LESLIE: Henry in Illinois is taking on a driveway-repair project. What can we do for you?
HENRY: Where my driveway meets the asphalt road in front of my home, right where it meets – I have a hole forming there and it goes down about 3 to 4 inches deep and probably about 4 feet in diameter. And so it turns out that when I turn my wheels to turn into the driveway, well, the left front wheel hits it and it kicks that rock out. And I put new pea rock in there and it just kicks it out, too.
TOM: So you have a pea-gravel driveway and the force of the car running it over and over and over again is sort of wearing away a hole. There is a solution for that, Henry, and that is – what I’d like you to consider doing is pouring a concrete apron at the foot of the driveway.
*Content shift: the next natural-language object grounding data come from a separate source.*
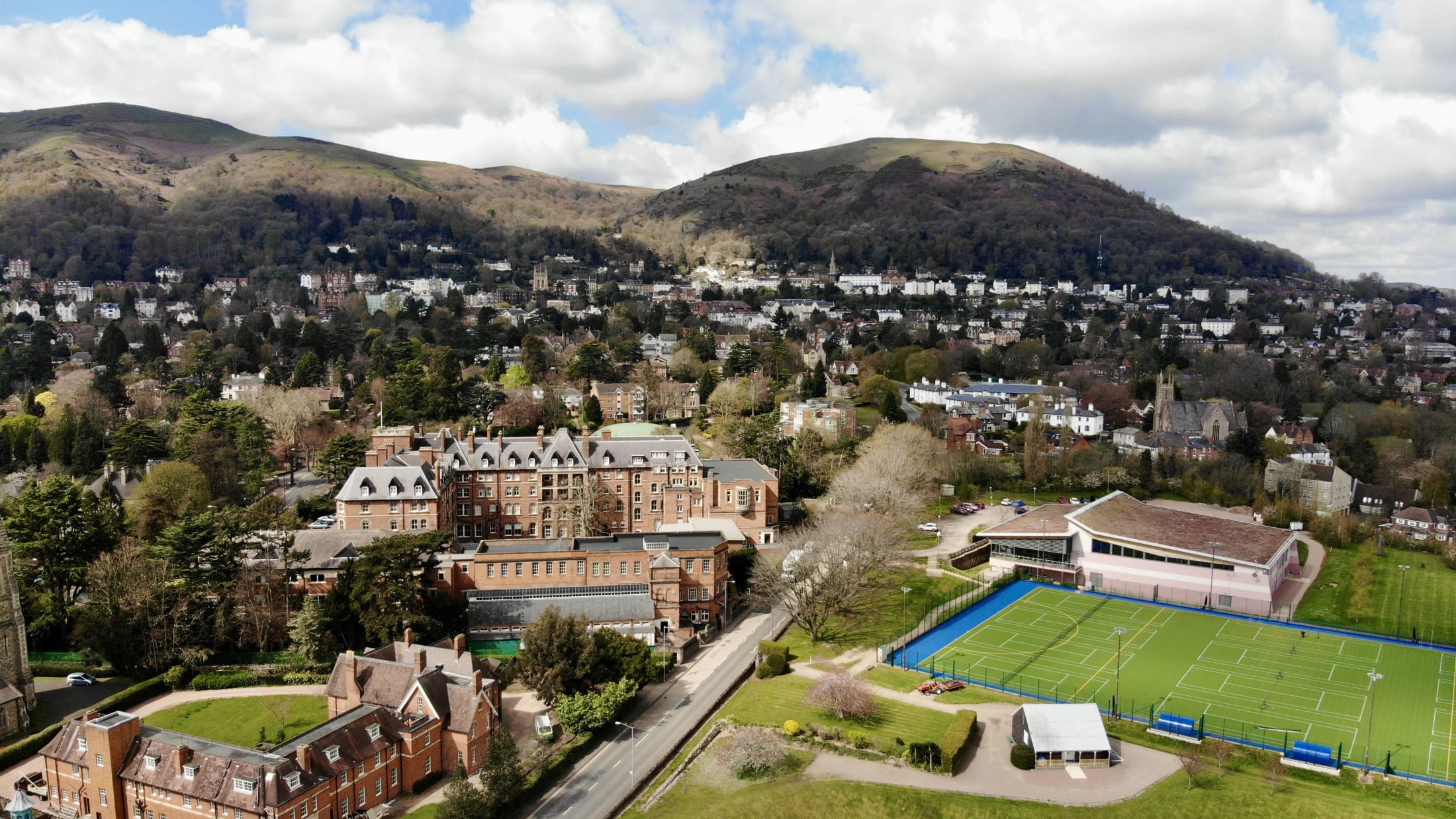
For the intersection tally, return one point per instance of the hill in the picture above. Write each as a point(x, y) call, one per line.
point(998, 208)
point(169, 157)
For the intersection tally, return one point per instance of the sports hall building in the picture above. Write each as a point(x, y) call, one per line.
point(1120, 544)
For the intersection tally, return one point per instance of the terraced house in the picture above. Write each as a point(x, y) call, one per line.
point(398, 714)
point(491, 488)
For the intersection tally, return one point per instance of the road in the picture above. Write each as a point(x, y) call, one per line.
point(606, 780)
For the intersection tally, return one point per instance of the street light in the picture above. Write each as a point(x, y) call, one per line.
point(1117, 694)
point(631, 751)
point(1400, 607)
point(1213, 564)
point(1371, 726)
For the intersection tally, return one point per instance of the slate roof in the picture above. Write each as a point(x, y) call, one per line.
point(1120, 515)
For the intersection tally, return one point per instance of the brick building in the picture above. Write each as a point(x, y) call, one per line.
point(490, 488)
point(369, 752)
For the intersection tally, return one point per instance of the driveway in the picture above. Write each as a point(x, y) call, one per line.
point(62, 700)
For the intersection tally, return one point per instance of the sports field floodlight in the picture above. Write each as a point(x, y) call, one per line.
point(1117, 694)
point(1400, 607)
point(1213, 564)
point(1375, 678)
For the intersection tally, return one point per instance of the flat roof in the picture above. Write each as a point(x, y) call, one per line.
point(1124, 517)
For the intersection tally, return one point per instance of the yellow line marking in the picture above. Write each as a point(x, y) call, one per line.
point(1111, 660)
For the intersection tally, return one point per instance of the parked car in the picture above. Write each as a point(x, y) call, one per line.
point(32, 783)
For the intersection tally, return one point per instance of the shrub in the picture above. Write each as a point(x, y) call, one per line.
point(426, 781)
point(1023, 757)
point(842, 694)
point(224, 678)
point(957, 740)
point(752, 751)
point(775, 656)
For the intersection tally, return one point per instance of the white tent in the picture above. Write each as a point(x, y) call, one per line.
point(1064, 734)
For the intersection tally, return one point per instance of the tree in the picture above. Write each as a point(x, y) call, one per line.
point(592, 411)
point(343, 456)
point(557, 655)
point(501, 776)
point(842, 694)
point(832, 568)
point(136, 443)
point(463, 799)
point(169, 491)
point(752, 750)
point(896, 473)
point(136, 615)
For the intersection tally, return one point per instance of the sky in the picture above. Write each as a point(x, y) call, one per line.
point(1324, 127)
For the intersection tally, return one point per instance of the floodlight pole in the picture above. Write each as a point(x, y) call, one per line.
point(1400, 607)
point(1213, 565)
point(1371, 725)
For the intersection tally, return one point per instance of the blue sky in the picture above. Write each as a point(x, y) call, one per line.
point(1321, 126)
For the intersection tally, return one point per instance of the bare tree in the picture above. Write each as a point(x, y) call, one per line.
point(831, 568)
point(1273, 771)
point(896, 473)
point(1219, 751)
point(1193, 763)
point(842, 694)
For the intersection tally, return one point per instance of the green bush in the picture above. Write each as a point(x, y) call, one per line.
point(775, 656)
point(957, 740)
point(1023, 757)
point(224, 678)
point(423, 783)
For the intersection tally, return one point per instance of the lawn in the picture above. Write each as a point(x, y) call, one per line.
point(880, 622)
point(772, 701)
point(1241, 677)
point(1430, 595)
point(236, 720)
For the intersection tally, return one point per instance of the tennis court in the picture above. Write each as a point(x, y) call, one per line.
point(1264, 680)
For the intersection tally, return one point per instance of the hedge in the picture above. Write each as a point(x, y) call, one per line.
point(224, 678)
point(775, 656)
point(957, 740)
point(30, 747)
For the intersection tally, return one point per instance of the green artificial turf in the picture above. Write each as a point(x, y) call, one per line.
point(1429, 605)
point(775, 700)
point(236, 720)
point(1242, 677)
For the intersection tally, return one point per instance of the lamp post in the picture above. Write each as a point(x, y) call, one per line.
point(1117, 696)
point(631, 752)
point(1371, 726)
point(1400, 607)
point(1213, 564)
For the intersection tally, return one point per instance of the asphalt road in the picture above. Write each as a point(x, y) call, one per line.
point(62, 700)
point(602, 783)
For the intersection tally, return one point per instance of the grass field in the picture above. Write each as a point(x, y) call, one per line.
point(1236, 674)
point(770, 701)
point(236, 720)
point(1430, 595)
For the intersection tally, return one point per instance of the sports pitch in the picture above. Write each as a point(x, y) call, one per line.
point(1242, 677)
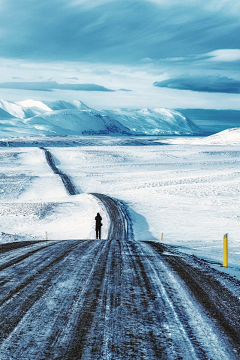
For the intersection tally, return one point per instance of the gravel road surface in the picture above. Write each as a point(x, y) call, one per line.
point(114, 299)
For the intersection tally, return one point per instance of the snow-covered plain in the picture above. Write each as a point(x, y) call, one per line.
point(184, 188)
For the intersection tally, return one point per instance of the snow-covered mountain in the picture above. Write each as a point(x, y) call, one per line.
point(31, 117)
point(158, 121)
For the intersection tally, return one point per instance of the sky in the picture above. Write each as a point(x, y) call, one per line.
point(122, 53)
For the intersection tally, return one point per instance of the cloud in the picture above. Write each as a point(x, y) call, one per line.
point(224, 55)
point(218, 84)
point(115, 31)
point(52, 85)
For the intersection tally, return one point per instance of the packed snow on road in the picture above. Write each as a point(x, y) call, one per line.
point(132, 296)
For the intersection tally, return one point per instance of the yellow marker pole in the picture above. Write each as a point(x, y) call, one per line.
point(225, 250)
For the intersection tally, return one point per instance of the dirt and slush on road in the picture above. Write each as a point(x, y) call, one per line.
point(114, 299)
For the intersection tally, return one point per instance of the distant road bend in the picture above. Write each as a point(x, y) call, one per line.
point(116, 299)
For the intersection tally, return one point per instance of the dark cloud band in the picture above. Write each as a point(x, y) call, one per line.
point(218, 84)
point(52, 85)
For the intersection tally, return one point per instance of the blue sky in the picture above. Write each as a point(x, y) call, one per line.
point(165, 53)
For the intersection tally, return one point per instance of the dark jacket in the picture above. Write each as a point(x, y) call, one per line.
point(98, 219)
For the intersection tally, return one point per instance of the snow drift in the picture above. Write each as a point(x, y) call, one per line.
point(226, 137)
point(31, 117)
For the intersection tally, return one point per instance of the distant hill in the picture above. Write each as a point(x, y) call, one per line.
point(212, 121)
point(33, 118)
point(158, 121)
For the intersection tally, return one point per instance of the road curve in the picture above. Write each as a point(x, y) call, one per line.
point(68, 184)
point(113, 299)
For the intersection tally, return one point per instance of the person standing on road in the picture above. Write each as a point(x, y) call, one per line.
point(98, 226)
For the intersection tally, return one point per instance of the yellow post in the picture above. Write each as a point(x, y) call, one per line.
point(225, 250)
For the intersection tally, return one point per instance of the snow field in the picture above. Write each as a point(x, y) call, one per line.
point(33, 201)
point(190, 193)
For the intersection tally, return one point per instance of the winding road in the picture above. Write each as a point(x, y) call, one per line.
point(114, 299)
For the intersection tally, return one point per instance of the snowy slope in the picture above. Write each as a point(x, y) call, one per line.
point(155, 121)
point(75, 122)
point(226, 137)
point(31, 117)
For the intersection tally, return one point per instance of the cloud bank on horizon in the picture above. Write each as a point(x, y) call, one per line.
point(139, 45)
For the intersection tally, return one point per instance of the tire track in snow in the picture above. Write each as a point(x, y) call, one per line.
point(117, 299)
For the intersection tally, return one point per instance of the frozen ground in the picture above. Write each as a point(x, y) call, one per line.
point(121, 298)
point(187, 191)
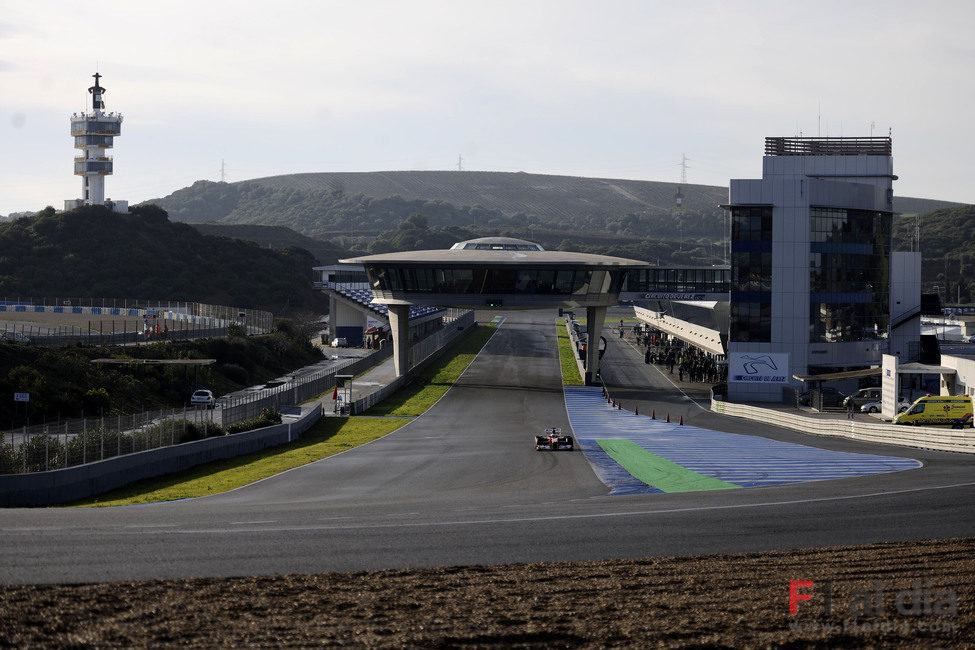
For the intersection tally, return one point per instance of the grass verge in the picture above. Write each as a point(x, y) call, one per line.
point(430, 385)
point(567, 359)
point(327, 437)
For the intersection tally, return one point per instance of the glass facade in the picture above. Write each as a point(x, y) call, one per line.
point(81, 141)
point(680, 280)
point(751, 273)
point(494, 281)
point(93, 166)
point(849, 261)
point(96, 127)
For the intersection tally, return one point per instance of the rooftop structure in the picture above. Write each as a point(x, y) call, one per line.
point(495, 272)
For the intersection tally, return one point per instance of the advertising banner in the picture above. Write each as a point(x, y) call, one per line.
point(759, 367)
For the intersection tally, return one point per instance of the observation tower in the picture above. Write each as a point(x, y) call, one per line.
point(93, 133)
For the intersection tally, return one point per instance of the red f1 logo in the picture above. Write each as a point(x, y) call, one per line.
point(795, 596)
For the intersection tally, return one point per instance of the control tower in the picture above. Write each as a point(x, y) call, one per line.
point(93, 133)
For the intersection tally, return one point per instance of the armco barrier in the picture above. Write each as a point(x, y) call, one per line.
point(83, 481)
point(960, 440)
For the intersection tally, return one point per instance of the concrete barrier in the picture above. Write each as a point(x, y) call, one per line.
point(960, 440)
point(83, 481)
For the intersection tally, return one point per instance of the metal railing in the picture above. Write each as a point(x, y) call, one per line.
point(80, 441)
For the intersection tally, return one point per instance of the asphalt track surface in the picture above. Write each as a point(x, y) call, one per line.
point(463, 485)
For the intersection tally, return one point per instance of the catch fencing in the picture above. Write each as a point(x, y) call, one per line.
point(68, 443)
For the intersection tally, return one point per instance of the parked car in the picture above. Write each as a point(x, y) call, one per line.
point(831, 397)
point(203, 398)
point(875, 407)
point(862, 396)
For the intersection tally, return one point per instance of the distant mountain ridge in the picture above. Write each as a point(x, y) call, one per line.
point(509, 193)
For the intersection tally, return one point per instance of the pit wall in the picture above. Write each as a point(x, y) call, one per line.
point(960, 440)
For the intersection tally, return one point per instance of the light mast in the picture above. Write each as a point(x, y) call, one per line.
point(93, 133)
So what the concrete apron does – it doesn’t have to be very big: across the entire driveway, maybe 2 feet, maybe no more than 3 feet deep. But 2 feet will probably do. That concrete driveway – that apron then serves as the entry point for those tires.
So you hit that, you go over the concrete apron and then you go into the pea gravel. And the edge of the concrete apron will retain – acts as sort of the retaining wall for the pea gravel in the driveway. That’s the easiest way to stop that from happening. Otherwise, it’s going to be a constant maintenance hassle for you to replace what is really just a very soft apron now with the pea gravel coming right out and spilling out into the roadway.
You’ll also save a lot of stone in the winter when the plows come by and start pushing that snow around.